Using a new imaging technique, University of Melbourne researchers have discovered the immune cells protecting the cornea are T cells, not dendritic (or Langerhans) cells, as was previously thought.
Led by Associate Professor Laura Downie, Dr Holly Chinnery and Professor Scott Mueller, the research team used a non-invasive imaging approach they termed ‘functional in vivo confocal microscopy’ (Fun-IVCM), to observe T cells moving around quickly and interacting with other cells and nerves in the outermost layer of the cornea. “We also captured different cell dynamics in response to contact lens wear and in allergic eye disease and quantified how these behaviours are modulated by drug treatments,” said A/Prof Downie.

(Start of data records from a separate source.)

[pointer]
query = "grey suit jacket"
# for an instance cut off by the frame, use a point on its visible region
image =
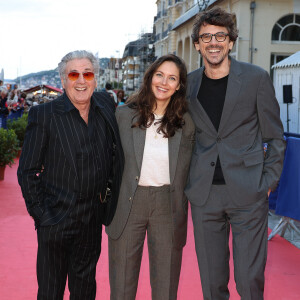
(250, 117)
(180, 151)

The currently accepted model of the principal immune cell subsets in the healthy human cornea, involving ‘mature’ and ‘immature’ dendritic cells in the epithelium (as imaged using traditional static in vivo confocal microscopy (IVCM) and macrophages in the stroma). [ii] A proposed role for adaptive immune cells (T cells) in homeostatic human corneal immune surveillance. Credit: University of Melbourne
Writing in Proceedings of the National Academy of Sciences, authors said Fun-IVCM allows researchers to study the interface between nerves and immune cells in an intact peripheral sensory tissue, allowing them to assess how exogenous factors and disease may disrupt the perception, integration and responsiveness of cell subtypes to different challenges. “These findings reshape our understanding of the distinct immune cell subsets in the human cornea and how they respond to different stimuli,” said A/Prof Downie.